Sementara kuasa hukum korban yakni Mahendra Suhartono mengaku kecewa dengan tuntutan oditur yang hanya delapan bulan.

“Tanpa mengurangi rasa hormat kami terhadap proses peradilan yang sedang berjalan, dalam lubuk hati Kami yang paling dalam tentu kecewa dengan tuntutan odmil hanya 8 bulan penjara padahal terdakwa sudah pernah dipidana sebelumnya dengan kasus rumah tangga juga, bahkan sebagaimana bukti yang sudah kami berikan kepada yang mulia majelis hakim, dampak dari KDRT yang dilakukan oleh Terdakwa juga mengakibatkan korban dan anak-anak korban terkena gangguan psikis bahkan anak pertama korban mengidap sakit epilepsi akibat pemukulan terdakwa,” ujar Mahendra.

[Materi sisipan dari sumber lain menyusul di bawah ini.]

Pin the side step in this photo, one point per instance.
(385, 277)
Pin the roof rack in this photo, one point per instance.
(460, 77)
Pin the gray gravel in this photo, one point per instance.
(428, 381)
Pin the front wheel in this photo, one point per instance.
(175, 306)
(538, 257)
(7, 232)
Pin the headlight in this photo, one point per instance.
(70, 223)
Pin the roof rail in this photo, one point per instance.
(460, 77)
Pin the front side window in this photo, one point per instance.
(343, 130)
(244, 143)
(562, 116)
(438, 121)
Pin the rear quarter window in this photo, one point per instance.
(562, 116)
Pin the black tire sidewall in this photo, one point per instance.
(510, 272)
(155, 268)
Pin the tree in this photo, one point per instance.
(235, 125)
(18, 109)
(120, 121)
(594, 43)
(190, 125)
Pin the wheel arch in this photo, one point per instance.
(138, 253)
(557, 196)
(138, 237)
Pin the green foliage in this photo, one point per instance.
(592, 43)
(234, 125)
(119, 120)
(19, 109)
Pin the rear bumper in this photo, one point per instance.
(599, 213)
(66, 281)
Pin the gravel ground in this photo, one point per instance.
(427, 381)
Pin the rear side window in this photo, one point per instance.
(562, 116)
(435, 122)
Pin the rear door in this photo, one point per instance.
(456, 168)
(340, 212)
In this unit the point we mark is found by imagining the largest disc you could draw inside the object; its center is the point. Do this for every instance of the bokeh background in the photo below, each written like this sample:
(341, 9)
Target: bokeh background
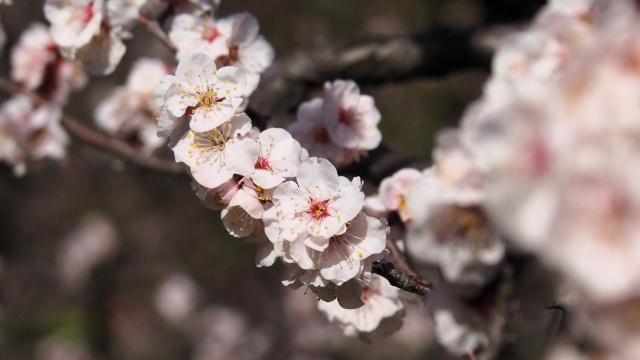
(88, 245)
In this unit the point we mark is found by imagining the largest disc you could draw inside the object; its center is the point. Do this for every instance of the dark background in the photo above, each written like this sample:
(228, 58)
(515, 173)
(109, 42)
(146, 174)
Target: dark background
(163, 230)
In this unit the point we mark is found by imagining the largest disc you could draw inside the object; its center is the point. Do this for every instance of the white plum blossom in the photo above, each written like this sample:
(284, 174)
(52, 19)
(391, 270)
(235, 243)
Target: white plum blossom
(451, 229)
(310, 130)
(351, 118)
(247, 49)
(320, 204)
(197, 34)
(394, 191)
(562, 178)
(219, 197)
(129, 112)
(92, 30)
(279, 158)
(214, 156)
(460, 328)
(245, 210)
(29, 133)
(177, 297)
(382, 308)
(209, 95)
(169, 126)
(340, 258)
(37, 66)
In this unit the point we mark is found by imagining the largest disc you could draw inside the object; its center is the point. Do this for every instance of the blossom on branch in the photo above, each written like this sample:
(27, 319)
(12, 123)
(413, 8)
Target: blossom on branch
(128, 113)
(30, 132)
(210, 96)
(92, 30)
(38, 67)
(214, 156)
(351, 118)
(382, 311)
(340, 127)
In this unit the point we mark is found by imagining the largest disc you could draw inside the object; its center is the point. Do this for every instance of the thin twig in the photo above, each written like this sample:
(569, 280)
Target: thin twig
(400, 279)
(155, 29)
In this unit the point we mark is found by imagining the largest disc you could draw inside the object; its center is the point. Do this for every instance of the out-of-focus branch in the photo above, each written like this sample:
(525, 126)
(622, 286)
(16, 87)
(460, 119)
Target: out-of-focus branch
(400, 279)
(119, 148)
(372, 60)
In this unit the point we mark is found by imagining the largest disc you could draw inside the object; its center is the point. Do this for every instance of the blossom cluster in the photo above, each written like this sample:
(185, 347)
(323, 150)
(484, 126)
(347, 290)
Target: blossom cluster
(556, 152)
(341, 126)
(128, 113)
(296, 207)
(30, 125)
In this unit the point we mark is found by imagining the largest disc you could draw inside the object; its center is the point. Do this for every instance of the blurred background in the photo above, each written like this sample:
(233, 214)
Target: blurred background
(103, 260)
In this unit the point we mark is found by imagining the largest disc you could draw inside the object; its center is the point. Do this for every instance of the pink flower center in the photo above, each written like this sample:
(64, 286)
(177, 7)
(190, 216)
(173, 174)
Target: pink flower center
(262, 163)
(322, 136)
(319, 209)
(88, 11)
(232, 58)
(346, 117)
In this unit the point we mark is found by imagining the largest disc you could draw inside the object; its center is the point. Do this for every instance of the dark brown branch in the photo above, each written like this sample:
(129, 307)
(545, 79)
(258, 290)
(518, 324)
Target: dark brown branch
(119, 148)
(400, 279)
(367, 61)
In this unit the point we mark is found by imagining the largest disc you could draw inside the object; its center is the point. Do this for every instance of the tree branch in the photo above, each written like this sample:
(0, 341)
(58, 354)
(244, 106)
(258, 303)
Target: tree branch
(400, 279)
(120, 148)
(372, 60)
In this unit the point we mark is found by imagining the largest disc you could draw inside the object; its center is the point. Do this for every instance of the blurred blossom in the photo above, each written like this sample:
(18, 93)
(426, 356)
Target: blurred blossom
(91, 242)
(30, 133)
(450, 226)
(310, 330)
(351, 118)
(394, 191)
(92, 30)
(341, 127)
(226, 334)
(54, 349)
(382, 312)
(155, 8)
(208, 95)
(310, 130)
(129, 112)
(177, 297)
(562, 178)
(37, 65)
(459, 327)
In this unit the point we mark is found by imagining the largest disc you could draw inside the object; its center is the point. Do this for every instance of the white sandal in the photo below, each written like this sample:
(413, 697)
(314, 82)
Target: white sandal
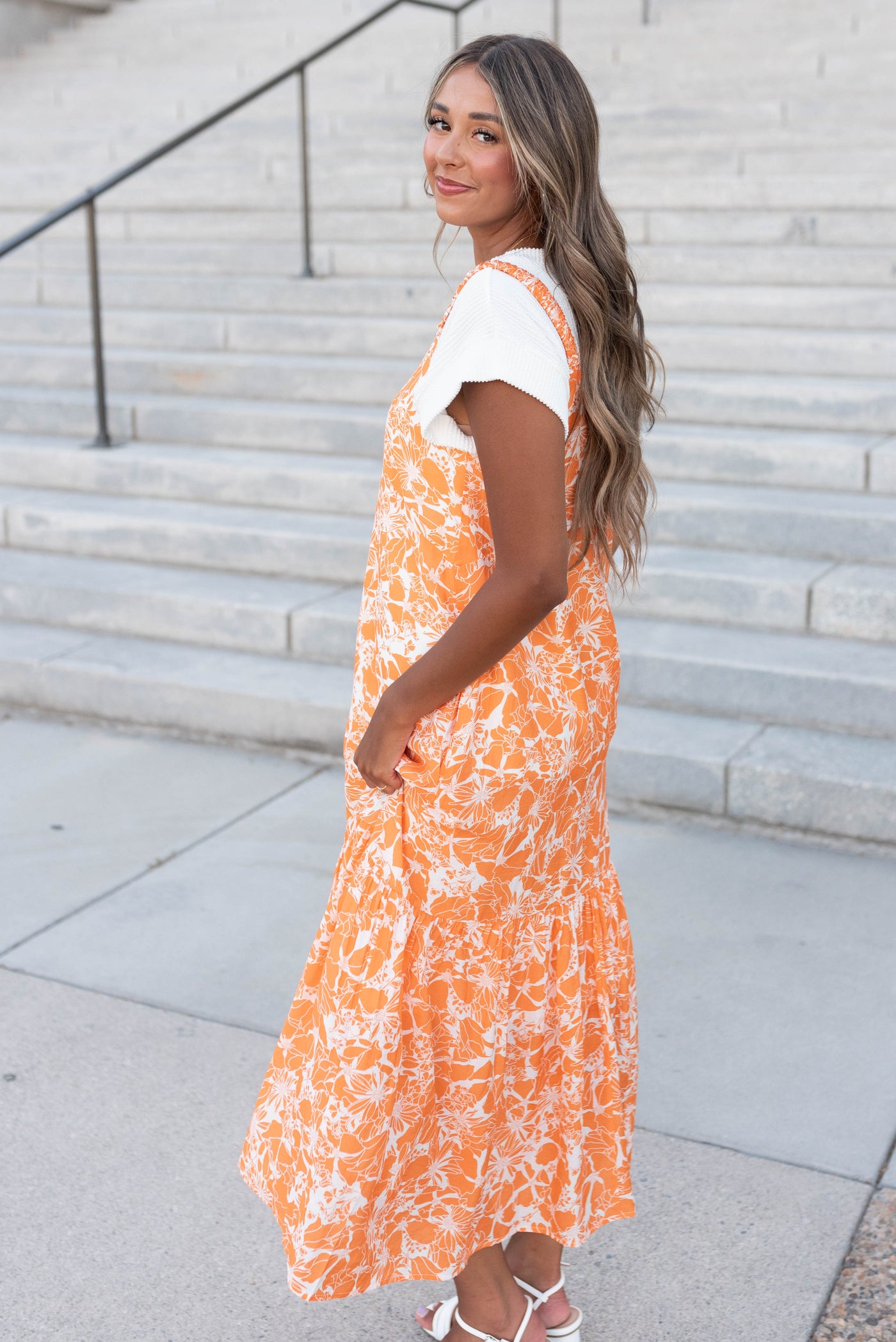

Namun pihaknya tetap akan mempercayakan kasus ini kepada majelis hakim karena pihaknya meyakini majelis hakim memiliki kebijaksanaan dalam memutus suatu perkara sehingga nantinya pihaknya berharap putusan tersebut dapat memberikan keadilan bagi korban beserta anak-anak korban.(SA)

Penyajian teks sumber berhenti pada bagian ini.